Legally, Section 8 tenants can’t pay more than 40 percent of their adjusted monthly income for rent. Rogers also agreed that the current tenants’ rent will stay the same through the end of 2025. Residents currently pay $580-675 in monthly rent.
“We’re looking at this as a gateway to doing more Section 8 housing,” Rogers told TCB. Rogers said that two tenants already have Section 8 vouchers and wants the other six to get them too.
Still, he “can’t predict each tenant’s situation.”
High demand, low supply
Due to the number of applicants, HAWS’s waiting list for the Housing Choice Voucher Program is currently closed.
In late January, when asked about the housing voucher waiting list status, HAWS’s Executive Director Kevin Cheshire replied to TCB that HAWS does “not currently have a projection on when the waiting list will be reopened.”
However, Rogers told city leaders in January that Cheshire assured him that he was “pretty confident” that the waiting list would be open within the next 12 months.
When TCB followed up with Cheshire to ask him about Rogers’ statement, his response was: “Unfortunately I’m not going to be able to comment on any private conversations that Mr. Rogers and I had.”
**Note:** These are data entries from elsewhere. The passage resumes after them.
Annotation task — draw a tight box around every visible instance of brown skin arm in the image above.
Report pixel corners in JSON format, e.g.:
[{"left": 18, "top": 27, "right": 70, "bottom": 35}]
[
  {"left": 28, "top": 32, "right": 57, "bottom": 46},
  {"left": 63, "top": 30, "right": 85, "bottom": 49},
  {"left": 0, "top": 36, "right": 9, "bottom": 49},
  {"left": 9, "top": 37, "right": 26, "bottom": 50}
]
HAWS’s Vice President Kelly Church also told TCB in February that they do not know when the list will reopen. However, it will be open for three days once it does, Church said.
In January, Romonda Gaston, HAWS’s Housing Choice Voucher Program Director, said there are roughly 1,000 vouchers that are not in use right now. As of December, 3,382 of HAWS’s vouchers were leased — that’s 74.5 percent of their total 4,537. The state’s average is 81.2 percent.
Currently, 934 families are on HAWS’s waiting list for a housing voucher. In December, HAWS issued 23 vouchers. That means 23 families got off the waiting list and were given a maximum of 120 days to look for housing. Once those 120 days are up, those people will be “removed from the waiting list,” Gaston said. “They will have to re-apply whenever we reopen the waiting list.”
Also, 20 vouchers were leased in December.
During the same month in 2022, 35 families found housing with their vouchers. Last year’s highest month for vouchers leased was March, with 47.
The city’s lack of affordable housing might have something to do with HAWS’s low issuance rate. The city needs to build 15,000 units by 2027, according to a 2020 city staff report on affordable housing sites, with a goal of feeding 750 units into the city’s affordable-housing stock every year. At a housing meeting in January, the city’s Housing and Development Manager Tanya Skillman said that the city council approved 811 new construction units. On average, it takes 18-24 months to construct an apartment complex.